Historicamente, o Brasil sempre esteve mais próximo dos Estados Unidos que das demais potências. O exemplo mais claro é a participação da Força Expedicionária Brasileira (FEB) na Itália e a instalação de bases aliadas no Nordeste do Brasil durante a Segunda Guerra.

Essa proximidade não mudou. Um exemplo é que neste mês representantes da 101ª Airborne Division (unidade de elite do exército americano) estão no Brasil treinando com a Brigada Aeromóvel do Exército.

Mas a parceria comercial com a China não pode ser desprezada. Em 2020, a China contribuiu com US$ 33 bilhões (R$ 186 bilhões) do superávit da balança comercial brasileira. A participação dos Estados Unidos foi negativa, segundo dados do Icomex, boletim de comércio exterior ligado à Fundação Getúlio Vargas.

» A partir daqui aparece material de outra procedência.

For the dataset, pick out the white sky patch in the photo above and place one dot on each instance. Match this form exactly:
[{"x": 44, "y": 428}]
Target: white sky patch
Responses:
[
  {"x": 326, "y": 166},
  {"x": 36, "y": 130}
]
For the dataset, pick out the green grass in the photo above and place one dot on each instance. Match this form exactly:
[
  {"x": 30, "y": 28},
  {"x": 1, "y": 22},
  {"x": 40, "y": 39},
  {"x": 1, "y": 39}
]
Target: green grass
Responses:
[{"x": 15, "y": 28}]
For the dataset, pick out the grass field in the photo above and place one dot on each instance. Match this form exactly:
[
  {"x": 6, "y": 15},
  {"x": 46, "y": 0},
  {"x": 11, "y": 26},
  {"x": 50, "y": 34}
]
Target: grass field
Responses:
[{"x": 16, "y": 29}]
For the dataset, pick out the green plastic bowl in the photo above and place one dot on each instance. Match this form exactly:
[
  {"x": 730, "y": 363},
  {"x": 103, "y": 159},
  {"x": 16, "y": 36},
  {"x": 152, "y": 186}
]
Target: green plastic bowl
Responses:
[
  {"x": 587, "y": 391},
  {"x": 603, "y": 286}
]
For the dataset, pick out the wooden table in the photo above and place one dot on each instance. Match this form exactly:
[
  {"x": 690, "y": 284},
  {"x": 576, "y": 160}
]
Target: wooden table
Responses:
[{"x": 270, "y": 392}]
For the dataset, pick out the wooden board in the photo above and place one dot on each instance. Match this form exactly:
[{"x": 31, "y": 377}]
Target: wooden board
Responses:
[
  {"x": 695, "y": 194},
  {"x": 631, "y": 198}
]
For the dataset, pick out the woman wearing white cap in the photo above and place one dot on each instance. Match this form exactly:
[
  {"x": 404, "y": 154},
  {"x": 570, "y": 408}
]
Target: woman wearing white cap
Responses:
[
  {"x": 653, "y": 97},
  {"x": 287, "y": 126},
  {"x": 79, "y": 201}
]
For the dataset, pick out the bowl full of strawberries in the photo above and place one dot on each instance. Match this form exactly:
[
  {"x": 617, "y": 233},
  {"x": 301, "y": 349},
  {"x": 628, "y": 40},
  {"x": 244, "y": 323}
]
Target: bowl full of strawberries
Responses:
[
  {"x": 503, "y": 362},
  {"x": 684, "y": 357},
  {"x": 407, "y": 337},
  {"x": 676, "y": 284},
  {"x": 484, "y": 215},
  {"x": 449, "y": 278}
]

Mas o Brasil ficaria neutro ou se uniria a um dos lados em caso de conflito militar entre as duas potências?

Isso depende de quais interesses nacionais seriam contrariados ou quais vantagens poderiam ser obtidas em troca de apoio. Sim, estamos tratando aqui do fortalecimento de uma abordagem pragmática na política externa no governo do presidente Jair Bolsonaro.

No início do mandato do presidente, o alinhamento com Washington era quase incontestável. A guinada aconteceu após a derrota do presidente Donald Trump em 2020, com quem a família Bolsonaro mantinha uma relação estreita, na opinião do analista militar e capitão-de-fragata da reserva Robinson Farinazzo.

A coluna apurou no alto escalão do governo que a substituição do então chanceler Ernesto Araújo neste ano também deu mais liberdade para o Itamaraty atuar sem amarras de ideologia. Ou seja, embora a premissa de que “o que é bom para os Estados Unidos é bom para o Brasil” ainda seja forte na área ideológica do governo, ela não direciona mais a política externa.

Ao menos é isso que o governo vem tentando demonstrar. Na última quinta-feira (2), Bolsonaro anunciou em sua live semanal que fará uma visita oficial ao presidente Vladimir Putin, da Rússia, entre janeiro e fevereiro de 2022.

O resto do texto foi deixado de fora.